# createThresholdEngine {#createThresholdEngine}

**Parent topic:**[Functions](../../Functions/category.md)

## Syntax {#syntax}

`createThresholdEngine(name, threshold, metrics, dummyTable, outputTable, thresholdColumn, [keyColumn], [timeColumn], [sessionBegin], [sessionEnd], [keyPurgeDaily=false], [forceTriggerSessionEndTime=0], [snapshotDir], [snapshotIntervalInMsgCount], [outputElapsedMicroseconds=false], [outputThreshold=false])`

## Details {#details}

This function creates a threshold engine to implement aggregate calculations triggered by cumulative value thresholds. Each time the cumulative value of the threshold column \(*thresholdColumn*\) reaches a specific threshold \(*threshold*\*n\), an aggregate calculation is triggered:

-   If *keyColumn*is specified, the aggregate calculation will be performed independently in each group.
-   If *sessionBegin* and *sessionEnd* are specified, only data in the range \[sessionBegin, sessionEnd\] will be included in the calculation.

**Return value**: A table object. Data written to this table is ingested into the engine for aggregation.

## Arguments {#arguments}

**name** is a string indicating the name of the engine. It is the only identifier of an engine on a data or compute node. It can have letter, number and "\_" and must start with a letter.

**threshold**is a positive integer indicating the threshold step size.

**metrics** is metacode or a tuple specifying the calculation formulas. For more information about metacode please refer to [Metaprogramming](../../Programming/Metaprogramming/functional_meta.md).

-   It can use one or more built-in or user-defined aggregate functions \(which must be defined by the `defg` keyword\) such as `<[sum(volume), avg(price)]>`, or expressions of aggregate functions such as as `<[avg(price1)-avg(price2)]>`, or aggregate functions involving multiple columns such as `<[std(price1-price2)]>`.
-   You can specify functions that return multiple values for *metrics*, such as `<func(price) as `col1`col2>` \(it's optional to specify the column names\).

**Note:**

-   The column names specified in *metrics* are not case-sensitive and can be inconsistent with the column names of the input tables.
-   Nested aggregate function calls are not supported in *metrics*.

**dummyTable** is a table object whose schema must be the same as the subscribed stream table. Whether *dummyTable* contains data does not matter.

**outputTable** is a table to which the engine inserts calculation results. It can be an in-memory table or a DFS table. Create an empty table and specify the column names and types before calling the function.

The output columns are in the following order:

**keyColumn** \(optional\) is a STRING scalar/vector indicating the name of the grouping column\(s\). If it is specified, the engine conducts the calculations within each group. For example, group the data by stock symbol and apply moving aggregation functions to each stock.

**timeColumn** \(optional\) is a STRING scalar or vector specifying the time column\(s\) of the subscribed stream table. When *useSystemTime* = false, it must be specified.

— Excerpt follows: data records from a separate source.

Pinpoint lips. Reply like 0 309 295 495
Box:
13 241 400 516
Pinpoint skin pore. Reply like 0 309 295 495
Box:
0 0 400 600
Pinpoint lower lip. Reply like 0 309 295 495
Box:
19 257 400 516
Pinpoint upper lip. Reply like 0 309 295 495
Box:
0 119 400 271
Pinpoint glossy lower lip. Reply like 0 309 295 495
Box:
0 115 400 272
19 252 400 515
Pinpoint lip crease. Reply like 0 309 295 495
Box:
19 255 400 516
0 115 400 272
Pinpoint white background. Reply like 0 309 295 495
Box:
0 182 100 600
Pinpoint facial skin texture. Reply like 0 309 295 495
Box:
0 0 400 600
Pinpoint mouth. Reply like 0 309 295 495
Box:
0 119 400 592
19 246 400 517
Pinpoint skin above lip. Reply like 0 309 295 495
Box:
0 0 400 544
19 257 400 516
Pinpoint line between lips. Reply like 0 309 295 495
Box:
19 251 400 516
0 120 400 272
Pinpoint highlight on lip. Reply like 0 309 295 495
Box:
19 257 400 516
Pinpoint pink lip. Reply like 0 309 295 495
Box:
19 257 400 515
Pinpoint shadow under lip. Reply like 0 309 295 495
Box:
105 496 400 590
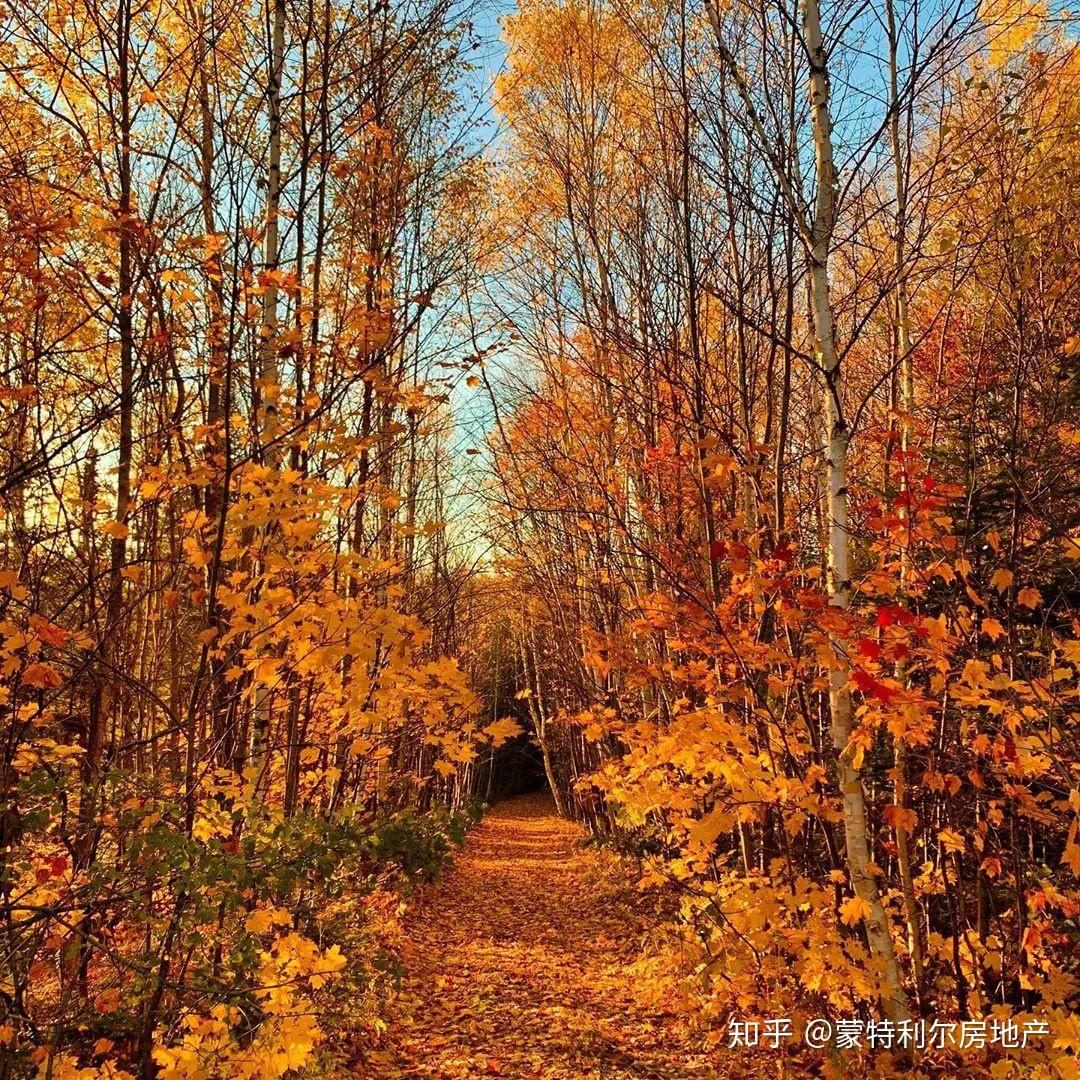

Note: If *timeColumn* is a vector, it must have a date element \(of DATE type\) and a time element \(of TIME, SECOND or NANOTIME type\). In this case, the first column in *outputTable* must take the data type of concatDateTime\(date, time\).

**sessionBegin** \(optional\) can be a scalar or vector of type SECOND, TIME or NANOTIME corresponding to the data type of the time column, indicating the starting time of each session. If it is a vector, it must be increasing.

**sessionEnd** \(optional\) can be a scalar or vector of type SECOND, TIME or NANOTIME corresponding to the data type of the time column, indicating the end time of each session. Specify *sessionEnd* as 00:00:00 to indicate the beginning of the next day \(i.e., 24:00:00 of the current day\).

**keyPurgeDaily** \(optional\) is a Boolean value determining if existing data groups are automatically removed when newer data of a subsequent calendar day is ingested. The default value is true. If set to false, groups of the previous calendar day are retained.

**forceTriggerSessionEndTime** \(optional\) is a non-negative integer. The unit of *forceTriggerSessionEndTime* is consistent with the precision of *timeColumn*. It indicates the waiting time to force trigger calculation in the window containing the *sessionEnd*, if it ends without calculation. The default value is 0, indicating the calculation will not be triggered in this way.

**snapshotDir** \(optional\) is a string indicating the directory where the streaming engine snapshot is saved. The directory must already exist, otherwise an exception is thrown. If *snapshotDir* is specified, the system checks whether a snapshot already exists in the directory when creating a streaming engine. If it exists, the snapshot will be loaded to restore the engine state. Multiple streaming engines can share a directory where the snapshot files are named as the engine names.

The file extension of a snapshot can be:

-   *&lt;engineName&gt;.tmp*: temporary snapshot
    -   *&lt;engineName&gt;.snapshot*: a snapshot that is generated and flushed to disk
    -   *&lt;engineName&gt;.old*: if a snapshot with the same name already exists, the previous snapshot is renamed to *&lt;engineName&gt;.old*.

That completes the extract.